I got this recording on ica classic, i did not knew this pianist, but my dad said he was somesort of virtuoso.This is my first introduction to Rachmaninov(shame on me) i got to admit, it's rhapsody on a theme Paganini and it sound awesome, than there is Prokofiev whit is piano sonata no.7 that i was not familiar whit, to conclude he play Stravinsky three scènes from Petrushka.

Than there is bonus on the cd some Chabrier ''bourré fantasque''(i know him) and jean-phillipe rameau(that i never heard of to be honnest).

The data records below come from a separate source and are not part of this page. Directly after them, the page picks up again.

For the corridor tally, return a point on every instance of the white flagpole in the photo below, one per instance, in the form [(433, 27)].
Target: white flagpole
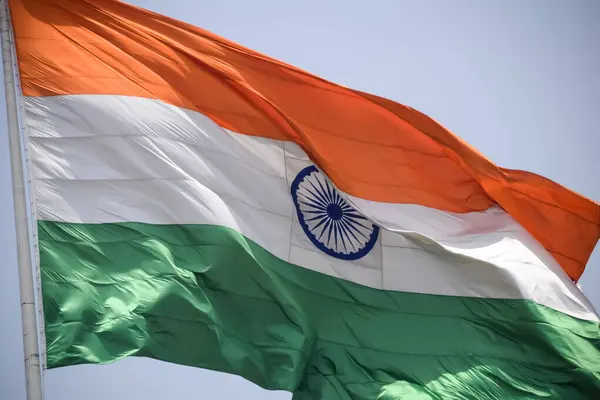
[(33, 372)]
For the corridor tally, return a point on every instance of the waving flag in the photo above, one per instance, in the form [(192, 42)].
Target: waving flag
[(204, 204)]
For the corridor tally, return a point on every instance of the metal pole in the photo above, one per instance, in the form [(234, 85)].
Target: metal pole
[(33, 372)]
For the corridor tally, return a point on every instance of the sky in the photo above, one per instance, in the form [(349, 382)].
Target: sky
[(516, 79)]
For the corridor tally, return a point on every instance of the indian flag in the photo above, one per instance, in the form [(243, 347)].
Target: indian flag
[(200, 203)]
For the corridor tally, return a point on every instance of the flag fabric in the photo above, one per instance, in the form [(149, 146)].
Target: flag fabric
[(203, 204)]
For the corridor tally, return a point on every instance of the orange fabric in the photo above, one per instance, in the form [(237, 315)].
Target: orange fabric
[(370, 147)]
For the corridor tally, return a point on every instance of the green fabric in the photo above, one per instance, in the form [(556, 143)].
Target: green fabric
[(208, 297)]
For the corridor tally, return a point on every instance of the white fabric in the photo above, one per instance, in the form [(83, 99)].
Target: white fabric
[(102, 159)]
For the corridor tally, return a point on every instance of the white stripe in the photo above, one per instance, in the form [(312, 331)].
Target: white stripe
[(116, 159)]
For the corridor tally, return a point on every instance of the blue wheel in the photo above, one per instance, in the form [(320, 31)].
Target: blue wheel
[(330, 223)]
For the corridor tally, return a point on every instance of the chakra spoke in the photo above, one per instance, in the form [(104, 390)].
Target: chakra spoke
[(327, 224), (323, 190), (319, 194), (355, 216), (350, 224), (341, 229), (345, 233), (329, 220), (347, 228)]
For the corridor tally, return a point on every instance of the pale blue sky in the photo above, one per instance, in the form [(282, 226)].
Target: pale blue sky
[(517, 79)]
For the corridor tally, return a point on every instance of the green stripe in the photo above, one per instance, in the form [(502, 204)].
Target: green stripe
[(206, 296)]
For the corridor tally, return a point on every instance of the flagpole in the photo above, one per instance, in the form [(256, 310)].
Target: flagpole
[(33, 372)]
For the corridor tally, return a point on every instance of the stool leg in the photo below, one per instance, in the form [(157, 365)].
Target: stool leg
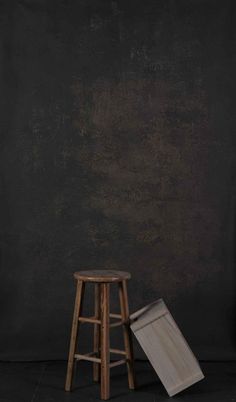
[(105, 342), (127, 332), (96, 335), (74, 331)]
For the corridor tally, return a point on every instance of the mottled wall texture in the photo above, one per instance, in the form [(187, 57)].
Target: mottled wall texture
[(117, 152)]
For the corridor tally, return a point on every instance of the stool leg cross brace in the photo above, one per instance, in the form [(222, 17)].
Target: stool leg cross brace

Overall not the best recording but a great pianist so i guess its Worth the money.
So maybe you guys heard this cd and allready have it in your collection, why post on
one cd well, it's not often i enjoy straightfoward piano music so i did enjoy this
and i had to recommended this cd for fans of these composers.


----------



## ptr (Jan 22, 2013)

FWIW; I don't think that Cherkassky is "conducting" anything on that release, he was an old school pianist gentleman who AFAIK never conducted after having tried it at music school in his Youth! (Conductor on this album is Zdenek Macal!)

It is still a very interesting release if You are a fan of the piano!

/ptr


----------



## DavidA (Dec 14, 2012)

Cherkassky was somewhat of an oddball. He was married but split up after a few years. Some years later he saw a lady at a party and asked her, "have I seen you before?" She replied, "we were married once!"


----------